Dictionaries are hash tables that allow elements to be retrieved by a key. The key can be any Python immutable type such as an integer, string, or tuple. An example would be:
>>> employee_id = {"ricky":11,"fred":12,"ethel":15}
>>> print employee_id["fred"]
12
Note that braces are used to enclose dictionary definitions. New items are easily added:
>>> employee_id["lucy"] = 16
will create a new entry.

There are many operations available for dictionaries; for example, you can get a list of all the keys:

>>> print employee_id.keys()
['ricky', 'lucy', 'ethel', 'fred']
The order of the keys is random, but you can sort the list if you like. You can delete entries:
>>> del employee_id['fred']
>>> print employee_id.keys()
['ricky', 'lucy', 'ethel']

It is a rare Python program that doesn't use these basic data structures (strings, lists, and dictionaries) routinely and heavily.

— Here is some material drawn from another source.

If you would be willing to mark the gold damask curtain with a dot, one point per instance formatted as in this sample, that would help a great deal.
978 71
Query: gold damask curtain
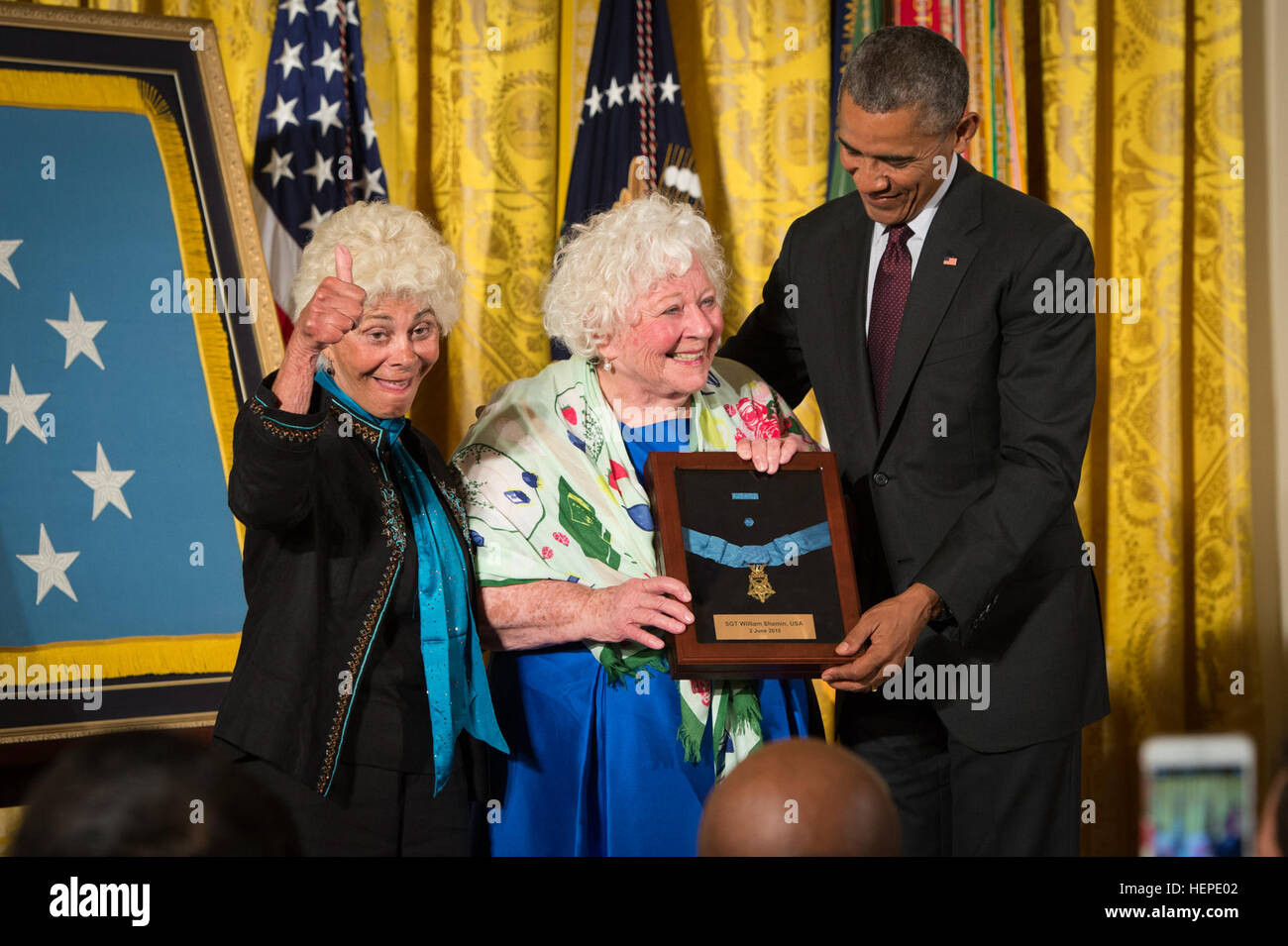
1141 121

They can be mixed and matched in any way you wish. Dictionaries can contain lists, tuples, and other dictionaries (and different entries can contain different types of objects), and the same is true of lists and tuples.

Truth and Consequences

There are no explicit boolean types in Python. Any variable or expression can be tested for truth in an if statement. The rules for whether something is considered true or false are:
  1. None is false.
  2. Numeric types:
  3. Strings, lists, tuples, dictionaries:
  4. Other objects:
One cannot (mistakenly or deliberately) put an assignment statement inside a conditional as one can in C. For example the following is not legal Python:
if x = 0:
   print "did I really mean to write a never used print statement?"
But this is legal:
if x == 0:
   print "much better"

Control Constructs

Python has if, for, and while control statements. The for statement is different than that in most other languages; it is more like the foreach loop in csh. It takes the following form:
for item in itemlist:
  print item
The loop body is executed with a new value for the variable item for each iteration. The values are taken from a sequence-like object (such as a string, list, or tuple ... but other possibilities exist), and item is set to each of the values in the sequence.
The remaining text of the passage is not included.